Embroidery is all about the working space that you have for your design, and there are different hats that you can choose from for direct embroidery. Each one of these hats have their own window of space that we can put your design on. Check out our Embroidered Hats page for more information on what can be produced:

  • Trucker hats are a great selection for anyone looking for lots of design space. If you go with the increasingly popular 7-Panel style trucker, you’ll have a perfect window without a any seams separating the panels in the front of the hat.
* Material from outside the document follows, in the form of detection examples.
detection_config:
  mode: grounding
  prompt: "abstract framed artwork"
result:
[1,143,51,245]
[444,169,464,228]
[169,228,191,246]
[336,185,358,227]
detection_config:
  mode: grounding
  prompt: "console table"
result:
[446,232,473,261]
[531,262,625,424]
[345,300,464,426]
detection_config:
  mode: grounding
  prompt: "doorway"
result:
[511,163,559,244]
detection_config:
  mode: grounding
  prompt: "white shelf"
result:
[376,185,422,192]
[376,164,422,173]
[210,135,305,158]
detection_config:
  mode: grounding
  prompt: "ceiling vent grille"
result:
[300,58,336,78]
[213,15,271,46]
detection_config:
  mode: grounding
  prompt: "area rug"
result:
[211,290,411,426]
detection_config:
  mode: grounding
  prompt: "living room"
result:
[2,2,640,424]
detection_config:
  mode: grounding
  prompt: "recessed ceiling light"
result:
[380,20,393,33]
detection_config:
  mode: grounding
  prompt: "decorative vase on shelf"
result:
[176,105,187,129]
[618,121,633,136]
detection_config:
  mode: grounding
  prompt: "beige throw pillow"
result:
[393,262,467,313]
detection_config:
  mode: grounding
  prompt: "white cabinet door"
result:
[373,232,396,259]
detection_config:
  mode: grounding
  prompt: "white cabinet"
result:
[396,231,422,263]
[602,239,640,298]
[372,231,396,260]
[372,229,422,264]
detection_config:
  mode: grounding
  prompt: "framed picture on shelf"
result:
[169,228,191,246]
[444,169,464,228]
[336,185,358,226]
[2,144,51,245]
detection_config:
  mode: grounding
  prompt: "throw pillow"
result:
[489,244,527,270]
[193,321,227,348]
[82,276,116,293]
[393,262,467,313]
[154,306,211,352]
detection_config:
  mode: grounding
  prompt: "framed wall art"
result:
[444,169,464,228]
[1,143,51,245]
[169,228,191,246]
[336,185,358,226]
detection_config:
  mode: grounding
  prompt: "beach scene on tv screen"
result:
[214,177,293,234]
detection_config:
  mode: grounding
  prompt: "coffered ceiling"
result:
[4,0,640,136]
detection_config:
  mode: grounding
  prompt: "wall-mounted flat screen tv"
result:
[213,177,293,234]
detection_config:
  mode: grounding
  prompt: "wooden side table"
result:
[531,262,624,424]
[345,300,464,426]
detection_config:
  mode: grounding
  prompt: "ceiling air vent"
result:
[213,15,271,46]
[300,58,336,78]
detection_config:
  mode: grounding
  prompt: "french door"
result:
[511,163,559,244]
One thing to note is that trucker caps have a mesh backing, which makes it difficult when placing additional designs on the side or back of the hat.
  • Dad hats typically have fabric covering 360 degrees, and are a great choice if you are wanting to add embroidery designs to the side or back of your custom hat. This style is perfect for a low-key design that can be universally loved.
  • Bucket hats started as a fishing trend and have grown in popularity since then. We most often see this hat in youth styles, but with custom embroidery it can be a fantastic gift for any age. Check out reversible bucket caps to get the most out of your design.
  • Beanies are a stylish way to keep your head warm, and are a great choice to ensure a one-size-fits all hat. Beanies can incorporate many simple embroidery designs.

The Devil is in the Design Details

What’s the Best Embroidery Size?

richardson 112 with embroidered fish design

Every hat has its own window of workability for custom embroidery, but the window doesn’t change too much. To make sure a design using direct embroidery will work, we recommend that the design size not go past 2.25” in height and 4” in width. The only other styles that would have a drastic difference in size are the beanie and the visor. For a beanie and visor, we would go no higher than 1.75” and no wider than 4”.  This is so whichever style you decide on, we can ensure that your design will be able to fit onto the hat.

What Extra Features Can You Add to Embroidery?

Extra Locations

As previously mentioned, some hats have space in more than one location for direct embroidery. These spaces are significantly smaller than the front of the hat, and some hats have a mesh back rather than fabric all around. We want clients to be aware that embroidery on nylon mesh is a lot more difficult to keep consistent on every hat, simply because not every mesh on hats is exactly the same. This also goes for beanies, which are each threaded just slightly differently from each other. The designs for back and side locations should be as simple as possible in order to make sure we keep each hat as constant as we can when comparing one hat to another. These areas are great for small text or company taglines.

Puff Embroidery

freeriders embroidered caps with puff embroidery

Standard direct embroidery is normally called flat embroidery. If we wanted to really raise the embroidery and give it a fully rounded finish, we would move into puff embroidery. Similar to a 3D design on a metal coin, puff embroidery adds a three dimensional look to your design. Think of baseball hat logos that have the long curved letters framing the team name. We love puff embroidery for simple designs or text since they make for the best pop. The more detail we see in a logo, the less we can use puff embroidery. Puff embroidery is also an extra bit of digging into the wallet, usually pricing out at an extra 3$ per hat. Since embroidery is already a bit pricier than a custom patch, we only recommend puff embroidery if it’s absolutely necessary.

What Colors Can You Use in Embroidery?

Avoid Gradients

Direct embroidery is similar to an embroidered patch; the threading is added to the patch that is sewn on top of other colors. It’s what makes the raised areas of embroidery so appealing for people to see and wear. However, embroidery is not an efficient tool for keeping any soft gradients.

More Color is More Money

Detailed designs are absolutely wonderful aesthetically, but at the same time are incredibly difficult to replicate with embroidery. Embroidery only has so much space, and combining that with the fact that embroidery can only create so much detail, we really try to recommend a lower color count for your design. Each additional color is fairly inexpensive on its own to add, but each addition ultimately adds on top of each other, making a single hat with several colors vastly more expensive than a simpler design with a few less colors.

Madeira Colors

We create our digital art proofs using the Pantone color swatches. Pantone colors apply to physical products and can be replicated by our production team on custom products like your hats. However, direct embroidery doesn’t use the exact same colors as pantone. Instead, we use madeira colors that are specifically designed for showing physical thread colors. Madeira colors are more saturated than pantone colors. If you’re worried about thread color, match your design in madeira colors before pantone. Maderia has a color match guide on their site as well to check out. We can match from pantone color options, but if we know the madeira color that’s even better!